First stop, the plantation!  Before we entered the fields, we made sure that the kids were keeping the theme of “paz a través de mis ojos” in mind.  Whatever peace meant to them, we wanted to see those thoughts manifested in a photo.  We also stressed the fact that these pictures had to illustrate life in Guatemala, San Marcos La Laguna, and Lake Atitlán to people who have never been here.  “Uds. son los representantes” (“You guys are the representatives”) we told them, but they had to convey that message through their photography.

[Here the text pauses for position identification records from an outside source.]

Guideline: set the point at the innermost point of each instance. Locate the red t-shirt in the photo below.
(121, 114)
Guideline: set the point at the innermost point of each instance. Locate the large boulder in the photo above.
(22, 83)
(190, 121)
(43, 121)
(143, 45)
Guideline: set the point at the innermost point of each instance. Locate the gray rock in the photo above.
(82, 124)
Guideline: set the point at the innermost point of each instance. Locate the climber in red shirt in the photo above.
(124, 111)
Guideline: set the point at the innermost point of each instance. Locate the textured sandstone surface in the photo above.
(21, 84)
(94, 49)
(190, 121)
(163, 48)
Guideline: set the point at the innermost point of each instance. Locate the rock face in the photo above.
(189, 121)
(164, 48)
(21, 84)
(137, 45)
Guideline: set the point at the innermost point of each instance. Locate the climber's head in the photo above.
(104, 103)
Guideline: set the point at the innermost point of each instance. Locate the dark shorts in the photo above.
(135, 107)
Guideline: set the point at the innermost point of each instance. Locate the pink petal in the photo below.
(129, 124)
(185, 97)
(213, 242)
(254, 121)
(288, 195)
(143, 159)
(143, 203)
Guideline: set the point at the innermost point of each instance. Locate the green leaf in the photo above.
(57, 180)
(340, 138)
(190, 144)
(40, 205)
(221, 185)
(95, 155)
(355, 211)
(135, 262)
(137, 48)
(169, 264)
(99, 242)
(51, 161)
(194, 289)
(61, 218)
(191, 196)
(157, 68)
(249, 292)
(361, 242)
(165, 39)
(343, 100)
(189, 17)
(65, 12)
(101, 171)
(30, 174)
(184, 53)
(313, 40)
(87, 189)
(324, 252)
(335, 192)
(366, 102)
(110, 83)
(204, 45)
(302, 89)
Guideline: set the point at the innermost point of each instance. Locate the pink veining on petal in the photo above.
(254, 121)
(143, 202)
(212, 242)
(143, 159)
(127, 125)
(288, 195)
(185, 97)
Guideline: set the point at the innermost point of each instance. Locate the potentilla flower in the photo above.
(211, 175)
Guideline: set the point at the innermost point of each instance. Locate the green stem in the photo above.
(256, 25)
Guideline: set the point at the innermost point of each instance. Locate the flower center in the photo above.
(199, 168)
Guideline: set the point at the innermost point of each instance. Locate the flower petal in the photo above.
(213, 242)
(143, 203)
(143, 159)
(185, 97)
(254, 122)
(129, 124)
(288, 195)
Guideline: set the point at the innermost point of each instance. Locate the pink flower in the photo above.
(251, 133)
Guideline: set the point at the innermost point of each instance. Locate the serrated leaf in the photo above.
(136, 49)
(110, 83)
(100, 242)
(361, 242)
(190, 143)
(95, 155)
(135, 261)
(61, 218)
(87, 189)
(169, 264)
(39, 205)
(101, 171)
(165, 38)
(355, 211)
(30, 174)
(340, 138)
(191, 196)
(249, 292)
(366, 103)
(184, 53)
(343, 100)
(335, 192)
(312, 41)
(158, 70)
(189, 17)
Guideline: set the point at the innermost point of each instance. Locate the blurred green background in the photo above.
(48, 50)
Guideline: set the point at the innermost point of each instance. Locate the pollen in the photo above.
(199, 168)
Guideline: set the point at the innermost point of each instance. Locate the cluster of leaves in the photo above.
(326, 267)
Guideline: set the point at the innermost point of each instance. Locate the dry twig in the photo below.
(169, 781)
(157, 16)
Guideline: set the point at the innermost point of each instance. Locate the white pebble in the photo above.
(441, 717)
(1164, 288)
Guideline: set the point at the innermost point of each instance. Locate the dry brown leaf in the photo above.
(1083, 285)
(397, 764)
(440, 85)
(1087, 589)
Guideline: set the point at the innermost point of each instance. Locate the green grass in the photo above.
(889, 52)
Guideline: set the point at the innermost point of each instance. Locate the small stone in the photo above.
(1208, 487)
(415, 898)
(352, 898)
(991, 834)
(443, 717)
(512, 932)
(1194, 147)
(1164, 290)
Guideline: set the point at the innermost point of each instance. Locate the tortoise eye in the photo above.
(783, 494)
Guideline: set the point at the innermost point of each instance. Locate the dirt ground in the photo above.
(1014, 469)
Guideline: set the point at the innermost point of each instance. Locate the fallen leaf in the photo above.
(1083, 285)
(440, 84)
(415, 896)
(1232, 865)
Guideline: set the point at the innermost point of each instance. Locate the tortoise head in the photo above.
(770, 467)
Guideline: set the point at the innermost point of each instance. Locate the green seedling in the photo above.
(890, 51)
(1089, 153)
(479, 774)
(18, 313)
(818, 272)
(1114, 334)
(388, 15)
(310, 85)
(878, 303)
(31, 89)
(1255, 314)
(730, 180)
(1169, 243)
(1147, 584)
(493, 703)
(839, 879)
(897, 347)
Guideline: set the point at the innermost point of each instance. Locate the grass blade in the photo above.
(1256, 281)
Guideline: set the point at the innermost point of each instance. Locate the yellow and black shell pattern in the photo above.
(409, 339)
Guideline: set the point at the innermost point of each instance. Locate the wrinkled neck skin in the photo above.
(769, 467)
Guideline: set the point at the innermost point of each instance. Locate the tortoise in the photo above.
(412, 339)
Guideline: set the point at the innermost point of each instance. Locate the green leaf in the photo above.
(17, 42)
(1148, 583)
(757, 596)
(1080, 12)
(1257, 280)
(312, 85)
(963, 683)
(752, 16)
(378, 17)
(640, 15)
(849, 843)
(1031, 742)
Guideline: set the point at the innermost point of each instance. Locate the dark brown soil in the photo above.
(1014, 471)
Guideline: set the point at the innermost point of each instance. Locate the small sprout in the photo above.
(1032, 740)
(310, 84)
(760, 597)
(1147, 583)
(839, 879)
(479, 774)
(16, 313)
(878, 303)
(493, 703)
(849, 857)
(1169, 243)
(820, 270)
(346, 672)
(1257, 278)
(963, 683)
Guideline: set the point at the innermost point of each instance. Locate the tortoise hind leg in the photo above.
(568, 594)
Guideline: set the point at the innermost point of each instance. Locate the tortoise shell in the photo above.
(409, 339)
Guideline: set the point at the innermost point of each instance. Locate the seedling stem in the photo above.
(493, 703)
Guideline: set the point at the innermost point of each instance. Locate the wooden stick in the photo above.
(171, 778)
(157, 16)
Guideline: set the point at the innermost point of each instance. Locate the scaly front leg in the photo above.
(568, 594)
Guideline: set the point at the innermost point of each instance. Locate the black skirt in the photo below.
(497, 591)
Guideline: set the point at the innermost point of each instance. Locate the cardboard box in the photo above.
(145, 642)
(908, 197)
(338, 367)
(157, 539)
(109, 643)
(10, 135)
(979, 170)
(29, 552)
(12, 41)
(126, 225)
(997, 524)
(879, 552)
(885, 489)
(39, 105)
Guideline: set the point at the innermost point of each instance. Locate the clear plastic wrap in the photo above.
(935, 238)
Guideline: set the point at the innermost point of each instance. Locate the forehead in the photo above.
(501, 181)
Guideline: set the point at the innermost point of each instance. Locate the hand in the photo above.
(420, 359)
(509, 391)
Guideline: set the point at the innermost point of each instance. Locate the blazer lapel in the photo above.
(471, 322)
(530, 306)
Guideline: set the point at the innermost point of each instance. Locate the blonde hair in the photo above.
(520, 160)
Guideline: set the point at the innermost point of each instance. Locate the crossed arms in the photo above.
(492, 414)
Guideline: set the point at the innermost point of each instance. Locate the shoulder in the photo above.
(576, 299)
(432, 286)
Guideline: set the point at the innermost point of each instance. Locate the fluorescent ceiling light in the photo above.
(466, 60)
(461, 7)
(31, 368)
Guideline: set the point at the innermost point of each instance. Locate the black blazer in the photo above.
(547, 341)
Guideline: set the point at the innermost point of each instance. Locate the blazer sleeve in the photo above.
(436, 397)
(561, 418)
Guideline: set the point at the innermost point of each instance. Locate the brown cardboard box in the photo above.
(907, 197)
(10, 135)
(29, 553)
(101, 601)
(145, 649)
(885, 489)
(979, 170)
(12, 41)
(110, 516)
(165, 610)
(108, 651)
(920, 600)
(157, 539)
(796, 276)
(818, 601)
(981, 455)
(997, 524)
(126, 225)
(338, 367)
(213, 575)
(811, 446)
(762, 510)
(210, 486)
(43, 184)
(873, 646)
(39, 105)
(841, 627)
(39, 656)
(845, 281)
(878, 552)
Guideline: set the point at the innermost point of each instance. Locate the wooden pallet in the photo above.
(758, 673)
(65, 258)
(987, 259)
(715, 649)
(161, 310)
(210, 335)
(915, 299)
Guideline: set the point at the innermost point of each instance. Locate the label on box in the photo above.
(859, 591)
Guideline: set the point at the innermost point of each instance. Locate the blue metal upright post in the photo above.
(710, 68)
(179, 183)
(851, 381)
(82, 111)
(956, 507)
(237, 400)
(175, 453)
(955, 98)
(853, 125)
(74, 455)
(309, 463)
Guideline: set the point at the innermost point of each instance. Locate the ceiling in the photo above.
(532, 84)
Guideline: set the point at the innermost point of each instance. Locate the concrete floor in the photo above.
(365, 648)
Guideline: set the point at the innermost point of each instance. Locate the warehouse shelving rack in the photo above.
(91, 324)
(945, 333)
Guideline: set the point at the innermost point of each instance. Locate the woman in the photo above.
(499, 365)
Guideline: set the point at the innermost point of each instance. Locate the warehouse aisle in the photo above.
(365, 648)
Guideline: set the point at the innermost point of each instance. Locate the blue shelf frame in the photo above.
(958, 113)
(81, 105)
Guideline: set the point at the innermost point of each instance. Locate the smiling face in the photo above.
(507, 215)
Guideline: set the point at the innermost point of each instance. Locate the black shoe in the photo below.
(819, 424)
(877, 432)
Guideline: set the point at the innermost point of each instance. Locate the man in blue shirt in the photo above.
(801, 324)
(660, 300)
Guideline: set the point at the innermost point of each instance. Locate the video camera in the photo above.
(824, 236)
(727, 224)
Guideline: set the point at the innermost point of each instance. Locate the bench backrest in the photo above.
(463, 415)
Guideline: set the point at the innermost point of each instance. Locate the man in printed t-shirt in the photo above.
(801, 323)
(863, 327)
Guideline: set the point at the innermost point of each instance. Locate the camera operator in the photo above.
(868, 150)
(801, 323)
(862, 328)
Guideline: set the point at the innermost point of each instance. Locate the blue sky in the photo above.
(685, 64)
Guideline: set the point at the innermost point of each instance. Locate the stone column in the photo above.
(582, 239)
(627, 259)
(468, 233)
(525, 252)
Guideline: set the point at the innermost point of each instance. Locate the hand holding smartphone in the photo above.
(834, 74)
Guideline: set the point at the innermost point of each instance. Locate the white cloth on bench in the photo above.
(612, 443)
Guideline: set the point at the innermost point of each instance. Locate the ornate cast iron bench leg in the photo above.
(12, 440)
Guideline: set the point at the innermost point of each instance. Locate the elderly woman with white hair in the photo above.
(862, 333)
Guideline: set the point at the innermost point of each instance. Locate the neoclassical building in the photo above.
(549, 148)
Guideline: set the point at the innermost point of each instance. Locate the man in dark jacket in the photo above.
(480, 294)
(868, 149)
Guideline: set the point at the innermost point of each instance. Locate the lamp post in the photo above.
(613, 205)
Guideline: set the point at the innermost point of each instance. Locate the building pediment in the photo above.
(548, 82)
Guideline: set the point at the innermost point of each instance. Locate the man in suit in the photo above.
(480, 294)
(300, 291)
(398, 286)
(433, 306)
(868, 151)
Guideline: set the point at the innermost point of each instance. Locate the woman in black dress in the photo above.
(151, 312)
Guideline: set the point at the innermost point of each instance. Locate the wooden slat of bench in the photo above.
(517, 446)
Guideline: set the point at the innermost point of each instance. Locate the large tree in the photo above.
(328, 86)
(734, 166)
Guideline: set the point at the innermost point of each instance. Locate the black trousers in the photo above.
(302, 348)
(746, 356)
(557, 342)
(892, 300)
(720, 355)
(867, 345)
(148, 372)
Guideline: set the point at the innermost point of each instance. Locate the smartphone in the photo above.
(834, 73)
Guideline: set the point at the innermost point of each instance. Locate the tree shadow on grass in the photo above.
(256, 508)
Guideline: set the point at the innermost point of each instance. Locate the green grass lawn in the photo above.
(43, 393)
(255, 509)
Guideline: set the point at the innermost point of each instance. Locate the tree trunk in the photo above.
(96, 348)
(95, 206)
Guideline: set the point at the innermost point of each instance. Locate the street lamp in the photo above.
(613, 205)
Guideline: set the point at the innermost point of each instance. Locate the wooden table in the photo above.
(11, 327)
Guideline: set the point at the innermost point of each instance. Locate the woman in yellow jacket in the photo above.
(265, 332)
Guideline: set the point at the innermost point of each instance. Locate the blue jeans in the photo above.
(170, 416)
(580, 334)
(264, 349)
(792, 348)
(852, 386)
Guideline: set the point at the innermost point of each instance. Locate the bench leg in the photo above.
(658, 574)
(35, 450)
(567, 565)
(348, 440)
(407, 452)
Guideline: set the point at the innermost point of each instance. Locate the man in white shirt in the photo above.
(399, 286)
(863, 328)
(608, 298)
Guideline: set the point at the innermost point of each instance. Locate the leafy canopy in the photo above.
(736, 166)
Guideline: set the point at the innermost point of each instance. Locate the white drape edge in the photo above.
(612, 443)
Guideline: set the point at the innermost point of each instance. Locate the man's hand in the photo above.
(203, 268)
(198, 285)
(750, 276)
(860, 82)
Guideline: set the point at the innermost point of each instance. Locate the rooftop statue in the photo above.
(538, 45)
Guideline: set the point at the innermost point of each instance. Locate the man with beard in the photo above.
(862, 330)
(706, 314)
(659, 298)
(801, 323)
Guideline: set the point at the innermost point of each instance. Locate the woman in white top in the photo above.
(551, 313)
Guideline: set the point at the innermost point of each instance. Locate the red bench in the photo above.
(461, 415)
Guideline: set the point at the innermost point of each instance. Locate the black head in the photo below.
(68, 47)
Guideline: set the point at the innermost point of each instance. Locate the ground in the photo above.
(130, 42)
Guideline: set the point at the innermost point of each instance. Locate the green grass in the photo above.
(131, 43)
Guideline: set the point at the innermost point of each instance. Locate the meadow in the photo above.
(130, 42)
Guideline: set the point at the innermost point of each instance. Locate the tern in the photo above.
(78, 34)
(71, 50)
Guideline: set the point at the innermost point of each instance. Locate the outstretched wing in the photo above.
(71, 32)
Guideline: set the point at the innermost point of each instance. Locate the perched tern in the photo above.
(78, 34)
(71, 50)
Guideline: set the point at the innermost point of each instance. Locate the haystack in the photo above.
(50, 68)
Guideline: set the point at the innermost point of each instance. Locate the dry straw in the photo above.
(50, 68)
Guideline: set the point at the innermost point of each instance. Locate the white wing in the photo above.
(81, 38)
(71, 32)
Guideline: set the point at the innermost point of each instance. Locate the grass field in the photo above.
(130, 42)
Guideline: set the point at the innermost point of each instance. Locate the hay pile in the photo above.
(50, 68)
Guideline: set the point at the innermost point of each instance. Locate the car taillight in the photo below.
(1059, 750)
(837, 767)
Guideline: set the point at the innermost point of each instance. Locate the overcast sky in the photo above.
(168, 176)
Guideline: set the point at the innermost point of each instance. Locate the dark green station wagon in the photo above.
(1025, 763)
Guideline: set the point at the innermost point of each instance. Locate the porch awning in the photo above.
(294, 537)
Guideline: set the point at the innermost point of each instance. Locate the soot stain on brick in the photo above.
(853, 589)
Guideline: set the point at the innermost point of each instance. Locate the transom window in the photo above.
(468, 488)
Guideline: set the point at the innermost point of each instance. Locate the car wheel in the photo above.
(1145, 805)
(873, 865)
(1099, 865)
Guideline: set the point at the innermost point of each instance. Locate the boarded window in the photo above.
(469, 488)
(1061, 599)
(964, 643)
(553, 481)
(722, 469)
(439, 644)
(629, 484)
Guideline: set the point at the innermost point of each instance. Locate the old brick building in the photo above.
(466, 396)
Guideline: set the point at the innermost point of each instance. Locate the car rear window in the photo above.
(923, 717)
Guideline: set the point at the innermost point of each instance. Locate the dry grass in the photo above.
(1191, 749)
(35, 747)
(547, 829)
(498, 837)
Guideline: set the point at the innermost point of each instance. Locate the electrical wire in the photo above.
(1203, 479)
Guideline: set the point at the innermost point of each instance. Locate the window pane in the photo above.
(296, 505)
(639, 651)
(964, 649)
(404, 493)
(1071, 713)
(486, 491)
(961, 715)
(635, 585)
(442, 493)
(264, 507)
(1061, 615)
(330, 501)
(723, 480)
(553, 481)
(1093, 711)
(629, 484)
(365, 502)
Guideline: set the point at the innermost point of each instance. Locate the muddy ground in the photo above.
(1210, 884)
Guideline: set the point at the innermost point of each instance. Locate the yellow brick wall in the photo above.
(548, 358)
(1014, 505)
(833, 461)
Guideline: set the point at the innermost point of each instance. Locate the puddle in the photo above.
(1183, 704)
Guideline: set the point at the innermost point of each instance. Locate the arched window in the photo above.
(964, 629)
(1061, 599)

The kids had the freedom to wander around the plantation, amongst the workers and through the fields.  We began to notice that the kids were really taking note of our past lessons by taking their time and moving their body to find new angles.  We then drove over to the center of San Juan La Laguna where the kids had a chance to walk around the market.  San Juan was the perfect setting for their photos, with beautifully painted and vibrantly colored buildings and beautiful locals dressed in their traditional attire.

The trip to San Juan was a success and we could see that the kids really enjoyed themselves.  Since next week is the third and final week of the project, we gave them the assignment over the weekend to write a paragraph, poem, or any other kind of written prose about what peace means to them.  Once they get their thoughts down on paper, it will be easier for all of us to have a better idea of what exactly they want to display at the exhibition.

As for this weekend, we are back in Guatemala City and beginning look through all of the kids’ photos and preparing for the exhibition.

If anyone is in the area of San Marcos on June 11th please stop by Hotel Paco Real at 6:00 for the kids’ first exhibition!  We will be paying for the flights of the first 100 people who express interest in coming! (Just kidding, don’t take that seriously)

More updates to come!

V & E

p.s. Our blog is now featured on Skidmore’s website!!!